The clearance and elimination half-life of ondansetron vary according to age. The elimination half-life after an 8 mg oral or intravenous dose is approximately 3-4 h in adults, but on average, it is 5.5 hours in the elderly. Clearance ranges from 0.381 L/h/kg to 0.262 L/h/kg, depending on age.
Can you drink after taking anti nausea medicine
Anti-Nausea Medications – Medications that are prescribed to treat nausea can make you feel drowsy, dizzy, and may impair your motor control—symptoms that can also be caused by alcohol. Some drugs (often antihistamines) used to prevent and treat motion sickness can also be purchased over-the-counter.
Antivert (meclizine)Atarax (hydroxyzine)Phenergan (promethazine)
Certain types of anti-nausea medication can be used to help someone who is trying to stop drinking alcohol. When used under medical supervision, the combination can be an effective way to treat alcohol withdrawal.
How many hours apart should you take Zofran?

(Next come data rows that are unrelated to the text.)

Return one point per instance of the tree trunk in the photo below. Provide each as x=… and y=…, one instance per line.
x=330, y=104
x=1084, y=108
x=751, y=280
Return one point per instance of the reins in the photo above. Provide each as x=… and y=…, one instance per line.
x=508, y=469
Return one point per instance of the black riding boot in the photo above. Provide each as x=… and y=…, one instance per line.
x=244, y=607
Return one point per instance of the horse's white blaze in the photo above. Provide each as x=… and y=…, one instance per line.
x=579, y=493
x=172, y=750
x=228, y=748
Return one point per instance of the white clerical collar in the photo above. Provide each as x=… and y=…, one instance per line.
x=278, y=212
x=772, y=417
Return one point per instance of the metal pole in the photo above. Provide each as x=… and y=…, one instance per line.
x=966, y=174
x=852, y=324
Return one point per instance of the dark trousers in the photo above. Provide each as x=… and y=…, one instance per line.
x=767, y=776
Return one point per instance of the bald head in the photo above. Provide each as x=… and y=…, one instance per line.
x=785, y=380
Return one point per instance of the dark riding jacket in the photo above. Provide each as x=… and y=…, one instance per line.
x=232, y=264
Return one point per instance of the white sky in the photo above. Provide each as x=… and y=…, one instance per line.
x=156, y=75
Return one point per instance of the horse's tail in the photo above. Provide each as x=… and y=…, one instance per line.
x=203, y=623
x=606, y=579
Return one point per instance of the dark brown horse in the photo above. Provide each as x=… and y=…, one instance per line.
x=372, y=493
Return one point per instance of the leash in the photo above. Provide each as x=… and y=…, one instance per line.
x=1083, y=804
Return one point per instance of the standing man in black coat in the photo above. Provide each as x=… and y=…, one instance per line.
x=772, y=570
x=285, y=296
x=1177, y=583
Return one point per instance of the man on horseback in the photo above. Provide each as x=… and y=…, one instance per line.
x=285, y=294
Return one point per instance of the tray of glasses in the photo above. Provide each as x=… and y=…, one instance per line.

Can you take Zofran every 6 hours? – The usual frequency of Zofran dosing in adults is an 8 mg tablet every 8-12 hours or 2-3 times a day. A scenario where you could take it more frequently would be if the dose taken was less than 8mg. Nevertheless, the sum of the doses taken cannot exceed 8 mg within that time frame.
Why do I still feel sick after taking Zofran
Common Zofran Side Effects – Zofran (ondansetron) is used to relieve nausea and vomiting regularly associated with cancer treatments such as chemotherapy and radiation. Doctors can also use it to prevent and treat post-surgical nausea and vomiting. Providers often prescribe Zofran for nausea associated with pregnancy and morning sickness, but this is an off-label, or unapproved, use of the drug.
Headache Constipation Chills Drowsiness Tiredness Weakness
These side effects are not serious unless they linger more than a few days. Zofran can also mask signs of a bowel obstruction in people who have just had abdominal surgery or those going through chemotherapy or radiation therapy. Even common side effects from the drug are rare, but you may feel sick to your stomach after taking Zofran.